1

In a much larger dataset, I am getting an error saying the variable is not available for a mgcv model fit. I've been able to reproduce with a toy example, below. For context, the variable causing the issue is a data indicator flag (for genuinely undefined / non-existant data measurements, as per Handling NAs in a regression ?? Data Flags?).

I am getting an error saying a variable is not available 'Error in eval(parse(text = terms[i]), enclos = p.env, envir = mgcvns): object 'obs_flag' not found'

As you can see, the error is only occurring when there is an interaction between the flag and spline variable.

library(mgcv)
test = data.frame('num_var' = rep(c(0,5,7,11,30,100,0), 3), 
'obs_flag' = rep(factor(c(FALSE, TRUE, TRUE, TRUE, TRUE, TRUE, FALSE)), 3), 
'target' = rep(factor(c('Yes', 'No', 'Yes', 'No', 'No', 'No', 'Yes')), 3))

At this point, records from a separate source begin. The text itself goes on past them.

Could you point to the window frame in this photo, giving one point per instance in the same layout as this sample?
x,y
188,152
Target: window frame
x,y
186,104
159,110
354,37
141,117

my_formula_working <- target ~ obs_flag:num_var my_formula_not_working <- target ~ obs_flag:s(num_var)

fit1 = gam( my_formula_working1, family=binomial(link = logit), data = test , na.action = na.fail, method = 'REML') fit2 = gam( my_formula_not_working, family=binomial(link = logit), data = test , na.action = na.fail, method = 'REML')

Meep
  • 284
  • Hi @Meep, is there a statistical question here? If not, it might be better to ask this on Stack Exchange. – Alex J Dec 07 '23 at 23:23
  • Try my_formula_not_working <- target ~ s(num_var, by = obs_flag). It still errors but it's a different error. – Alex J Dec 08 '23 at 00:46

1 Answers1

1

You have a few different issues here:

  1. You can't have a meaningful interaction term because num_var is always 0 when obs_flag is FALSE. Look at the output of fit1.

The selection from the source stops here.